Task 7.4 Bioinformatics data infrastructure for storage of human cohort study specific metadata in relation to omics and (bio)assay data (TNO, AUTH)
Within HEALS, data infrastructure support is needed to store and analyse omics data obtained from human cohorts. The Phenotype Database (dbNP) (http://phenotypefoundation.org/) is a bioinformatics application that can store any biological study. It contains templates which makes it possible to customize. The main module of dbNP is the Generic Study Capture Framework (GSCF). In order to allow flexibility to capture all information required within a study, and to make it possible to compare studies or study data, the system uses customizable study design templates and ontologies. It is especially designed to store complex human study designs including cross-over designs and challenges. In addition, it contains a Transcriptomics module, a Metagenomics module, a Metabolomics module and Simple assay module, which allows for the analysis and data integration with cohort specific metadata. Phenotype Database facilitates sharing of data within a research group or consortium, as the study owner can decide who can view or access the data.
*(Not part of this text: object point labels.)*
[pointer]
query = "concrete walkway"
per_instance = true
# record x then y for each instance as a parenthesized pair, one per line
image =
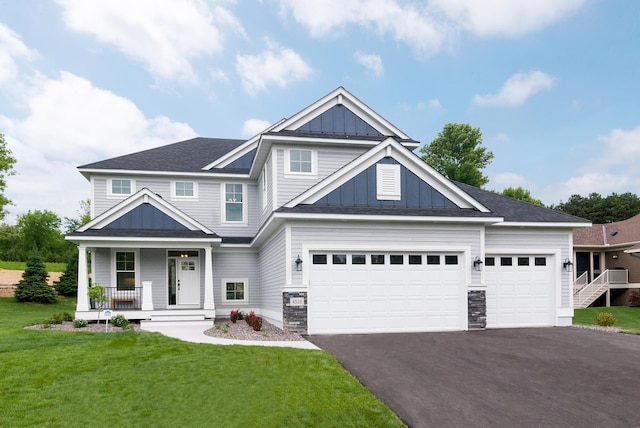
(195, 334)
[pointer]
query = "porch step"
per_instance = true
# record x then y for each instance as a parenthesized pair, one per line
(165, 320)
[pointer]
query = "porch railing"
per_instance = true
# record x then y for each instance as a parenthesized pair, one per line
(121, 299)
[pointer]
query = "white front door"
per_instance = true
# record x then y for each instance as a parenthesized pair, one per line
(184, 281)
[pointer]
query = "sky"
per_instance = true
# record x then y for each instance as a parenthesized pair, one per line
(553, 85)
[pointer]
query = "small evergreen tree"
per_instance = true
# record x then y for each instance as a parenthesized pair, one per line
(67, 285)
(33, 286)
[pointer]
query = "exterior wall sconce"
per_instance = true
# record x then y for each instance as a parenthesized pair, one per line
(477, 264)
(567, 265)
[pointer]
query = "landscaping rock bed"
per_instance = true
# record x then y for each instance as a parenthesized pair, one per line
(225, 329)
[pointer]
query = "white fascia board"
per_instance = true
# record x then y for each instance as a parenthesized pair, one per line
(125, 242)
(388, 218)
(144, 196)
(344, 97)
(389, 147)
(543, 224)
(136, 172)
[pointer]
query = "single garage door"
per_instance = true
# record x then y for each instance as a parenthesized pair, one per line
(381, 292)
(520, 291)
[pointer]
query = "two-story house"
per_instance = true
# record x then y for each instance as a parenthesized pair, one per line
(326, 222)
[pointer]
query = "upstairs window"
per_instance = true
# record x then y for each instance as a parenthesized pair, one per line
(234, 203)
(120, 187)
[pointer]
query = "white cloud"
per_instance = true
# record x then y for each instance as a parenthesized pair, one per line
(254, 126)
(70, 122)
(276, 65)
(505, 17)
(427, 26)
(372, 62)
(165, 35)
(517, 89)
(12, 49)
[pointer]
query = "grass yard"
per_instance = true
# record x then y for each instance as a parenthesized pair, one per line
(141, 379)
(626, 318)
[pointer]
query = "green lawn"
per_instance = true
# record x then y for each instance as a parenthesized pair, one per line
(141, 379)
(626, 318)
(50, 267)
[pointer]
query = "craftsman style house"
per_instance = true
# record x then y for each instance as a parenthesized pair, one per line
(326, 222)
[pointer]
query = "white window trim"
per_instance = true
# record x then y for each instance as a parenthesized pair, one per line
(173, 190)
(223, 206)
(136, 261)
(294, 174)
(110, 193)
(388, 182)
(245, 281)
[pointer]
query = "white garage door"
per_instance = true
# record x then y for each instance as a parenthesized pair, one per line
(385, 292)
(520, 291)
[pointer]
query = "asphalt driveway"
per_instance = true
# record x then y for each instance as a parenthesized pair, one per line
(542, 377)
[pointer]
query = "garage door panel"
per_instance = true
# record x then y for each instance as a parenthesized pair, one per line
(386, 298)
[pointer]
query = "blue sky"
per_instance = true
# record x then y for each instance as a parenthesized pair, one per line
(554, 85)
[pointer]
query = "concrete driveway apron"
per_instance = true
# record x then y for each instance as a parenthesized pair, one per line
(538, 377)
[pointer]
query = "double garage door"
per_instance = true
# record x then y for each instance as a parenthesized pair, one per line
(520, 290)
(379, 292)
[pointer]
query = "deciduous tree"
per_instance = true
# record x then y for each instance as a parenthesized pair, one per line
(458, 154)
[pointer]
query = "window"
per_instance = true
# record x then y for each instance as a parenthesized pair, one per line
(433, 260)
(319, 259)
(358, 259)
(415, 259)
(377, 259)
(184, 189)
(125, 270)
(339, 259)
(235, 290)
(396, 259)
(233, 202)
(121, 187)
(300, 161)
(450, 260)
(388, 182)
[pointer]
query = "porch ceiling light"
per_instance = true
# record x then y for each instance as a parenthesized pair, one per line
(567, 265)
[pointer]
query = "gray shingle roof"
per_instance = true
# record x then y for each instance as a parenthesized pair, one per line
(184, 156)
(514, 210)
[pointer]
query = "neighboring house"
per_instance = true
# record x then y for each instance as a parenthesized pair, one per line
(326, 222)
(607, 262)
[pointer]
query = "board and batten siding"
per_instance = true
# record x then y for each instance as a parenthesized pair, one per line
(328, 161)
(507, 238)
(236, 264)
(385, 238)
(273, 275)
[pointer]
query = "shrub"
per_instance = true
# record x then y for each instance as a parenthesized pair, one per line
(120, 321)
(33, 286)
(79, 323)
(634, 298)
(605, 319)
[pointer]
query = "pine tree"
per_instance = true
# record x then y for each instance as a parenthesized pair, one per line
(33, 286)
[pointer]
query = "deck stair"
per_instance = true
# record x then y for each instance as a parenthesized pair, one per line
(585, 295)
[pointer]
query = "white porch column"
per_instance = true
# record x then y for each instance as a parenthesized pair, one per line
(83, 280)
(208, 279)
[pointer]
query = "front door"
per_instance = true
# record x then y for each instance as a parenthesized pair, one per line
(184, 278)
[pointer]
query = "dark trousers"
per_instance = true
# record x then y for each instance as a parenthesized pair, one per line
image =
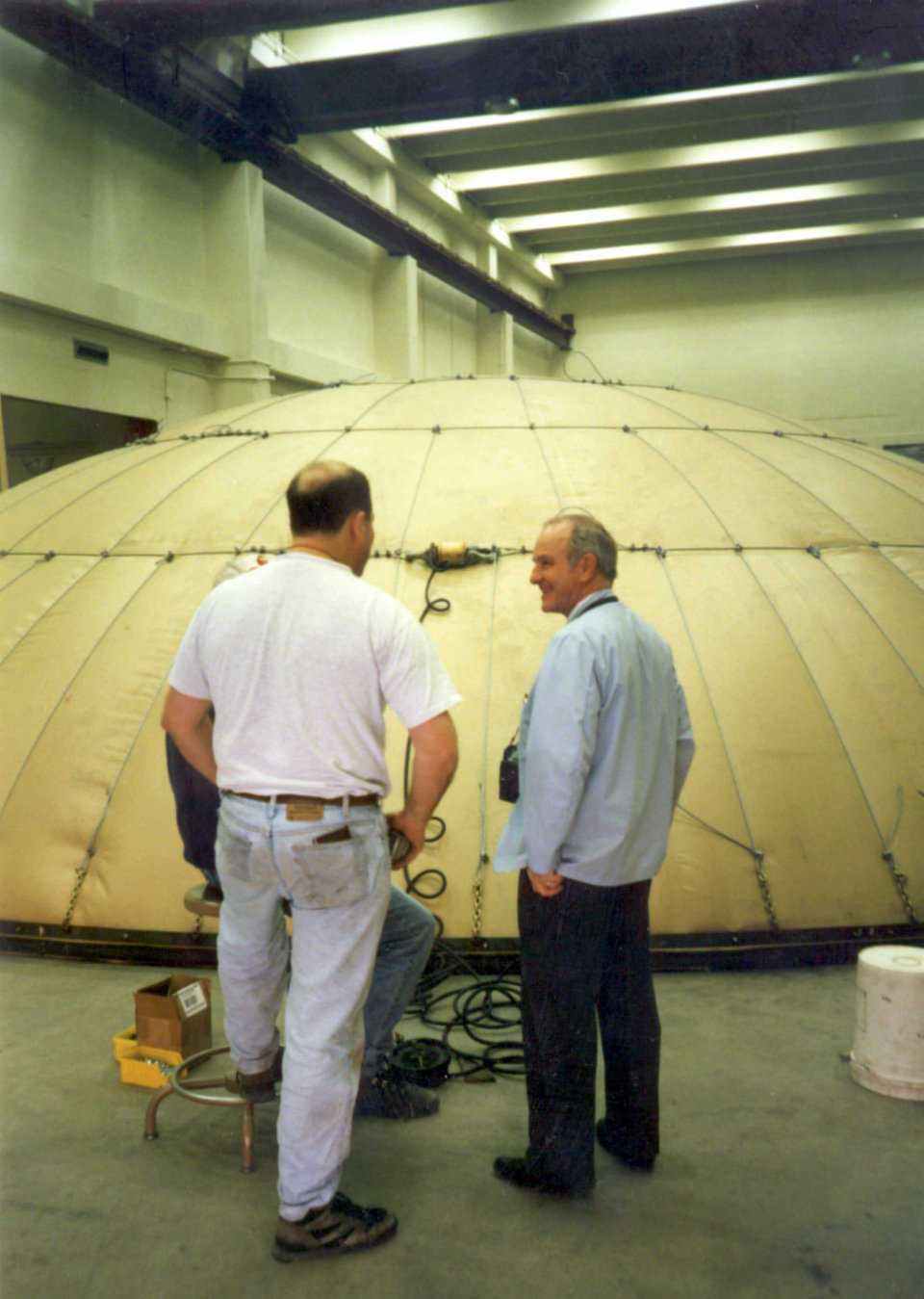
(584, 957)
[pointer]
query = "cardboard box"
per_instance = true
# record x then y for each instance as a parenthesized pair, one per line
(175, 1015)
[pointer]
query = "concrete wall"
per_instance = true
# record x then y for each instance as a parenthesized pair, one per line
(832, 337)
(207, 286)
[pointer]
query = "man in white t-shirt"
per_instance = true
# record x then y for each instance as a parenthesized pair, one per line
(298, 660)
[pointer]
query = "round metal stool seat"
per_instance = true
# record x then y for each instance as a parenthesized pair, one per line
(193, 1089)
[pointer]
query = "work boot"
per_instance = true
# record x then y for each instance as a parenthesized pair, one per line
(388, 1095)
(340, 1227)
(257, 1086)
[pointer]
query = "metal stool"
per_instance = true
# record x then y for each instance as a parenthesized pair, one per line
(190, 1087)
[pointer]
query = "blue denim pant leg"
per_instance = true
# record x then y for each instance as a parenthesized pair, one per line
(339, 894)
(404, 949)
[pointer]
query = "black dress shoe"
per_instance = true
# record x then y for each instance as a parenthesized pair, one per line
(515, 1172)
(636, 1153)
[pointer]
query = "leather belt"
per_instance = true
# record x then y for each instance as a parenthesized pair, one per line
(354, 800)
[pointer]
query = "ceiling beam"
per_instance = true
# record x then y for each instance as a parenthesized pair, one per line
(200, 101)
(641, 56)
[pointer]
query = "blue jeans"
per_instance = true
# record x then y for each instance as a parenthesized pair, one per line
(339, 896)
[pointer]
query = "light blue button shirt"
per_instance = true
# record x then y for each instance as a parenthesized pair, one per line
(604, 744)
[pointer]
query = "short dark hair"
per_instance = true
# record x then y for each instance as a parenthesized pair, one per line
(323, 495)
(588, 536)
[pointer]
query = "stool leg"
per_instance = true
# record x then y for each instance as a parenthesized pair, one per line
(151, 1112)
(246, 1137)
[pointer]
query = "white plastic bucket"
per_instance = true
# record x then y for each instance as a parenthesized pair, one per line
(887, 1053)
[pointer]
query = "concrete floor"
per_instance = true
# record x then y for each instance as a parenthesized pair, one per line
(779, 1175)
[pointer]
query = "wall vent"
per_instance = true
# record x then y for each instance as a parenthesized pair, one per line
(85, 351)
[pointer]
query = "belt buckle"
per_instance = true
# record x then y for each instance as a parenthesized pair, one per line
(304, 810)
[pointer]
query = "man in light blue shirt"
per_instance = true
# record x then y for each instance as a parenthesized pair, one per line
(604, 747)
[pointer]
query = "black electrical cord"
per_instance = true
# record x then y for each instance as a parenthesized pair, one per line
(485, 1009)
(431, 882)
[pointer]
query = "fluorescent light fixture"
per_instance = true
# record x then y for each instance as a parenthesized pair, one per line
(758, 239)
(689, 156)
(781, 196)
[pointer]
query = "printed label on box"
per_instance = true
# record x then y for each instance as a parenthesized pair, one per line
(191, 1000)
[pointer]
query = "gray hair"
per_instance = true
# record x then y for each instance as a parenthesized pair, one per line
(588, 536)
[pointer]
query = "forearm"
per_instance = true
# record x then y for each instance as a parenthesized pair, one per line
(435, 760)
(190, 729)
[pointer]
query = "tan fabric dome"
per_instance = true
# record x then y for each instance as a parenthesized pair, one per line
(784, 566)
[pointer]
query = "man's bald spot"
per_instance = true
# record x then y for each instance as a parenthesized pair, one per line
(323, 495)
(319, 473)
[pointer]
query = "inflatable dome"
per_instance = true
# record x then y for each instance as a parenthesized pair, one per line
(784, 566)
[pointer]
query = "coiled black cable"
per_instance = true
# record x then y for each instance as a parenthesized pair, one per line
(485, 1009)
(416, 883)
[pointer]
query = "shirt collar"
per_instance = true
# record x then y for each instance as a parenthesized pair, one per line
(603, 594)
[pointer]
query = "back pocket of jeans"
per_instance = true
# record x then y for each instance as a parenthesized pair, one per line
(328, 874)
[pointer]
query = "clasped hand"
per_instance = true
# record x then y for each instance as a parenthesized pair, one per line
(547, 885)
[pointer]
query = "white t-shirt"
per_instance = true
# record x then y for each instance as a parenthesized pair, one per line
(300, 659)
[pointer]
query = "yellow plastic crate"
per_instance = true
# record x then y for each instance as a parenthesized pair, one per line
(144, 1067)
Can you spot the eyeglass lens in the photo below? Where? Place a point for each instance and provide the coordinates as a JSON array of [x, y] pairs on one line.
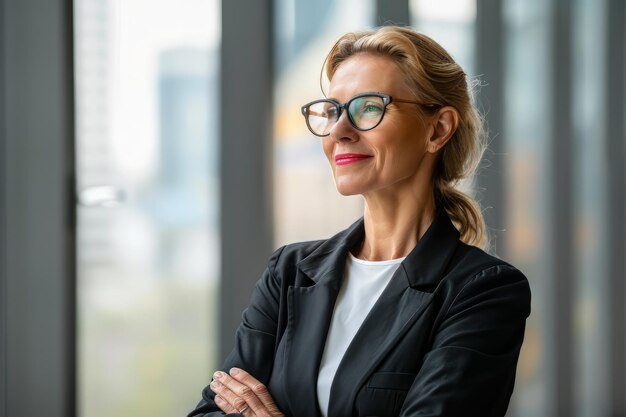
[[364, 112]]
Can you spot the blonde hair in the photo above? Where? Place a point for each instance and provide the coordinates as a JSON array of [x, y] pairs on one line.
[[432, 76]]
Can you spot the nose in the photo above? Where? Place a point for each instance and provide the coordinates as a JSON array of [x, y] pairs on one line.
[[343, 129]]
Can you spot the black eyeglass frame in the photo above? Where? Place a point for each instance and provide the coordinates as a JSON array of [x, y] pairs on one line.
[[387, 99]]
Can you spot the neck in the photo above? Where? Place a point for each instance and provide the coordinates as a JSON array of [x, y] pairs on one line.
[[395, 222]]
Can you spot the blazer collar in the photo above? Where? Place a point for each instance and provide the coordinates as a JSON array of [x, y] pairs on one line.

New studies can be based on study data within the database, as standardized storage is stimulated by the system As such, it represents an excellent data infrastructure component for omics studies applied in human cohort settings as foreseen in HEALS. Within this Task, the dbNP GSCF will be customized to accept HEALS cohort data and study designs, together with associated omics and assay data. In addition, connections concerning data export will be established with the larger HEALS infrastructure Database platform developed in Stream 4. Also, TNO has developed the ‘DIAMONDS’ (Datawarehouse Infrastructure for Applications, Models and Ontologies towards Novel Design and Safety) data and metadata infrastructure to allow for the comparison of chemical data, in vitro toxicogenomics, public in vivo toxicogenomics and metabolomics data. Integrated into DIAMONDS are tools available for quick omics-based pathway enrichment analysis (e.g. ToxProfiler) across multiple datasets from different studies. The DIAMONDS infrastructure will be used to support descriptive and predictive data mining outlined in the above tasks, on data streams from cohort studies captured in dbNP, to provide confirmatory support from public in vitro and in vivo animal genomics data related to chemical stressors.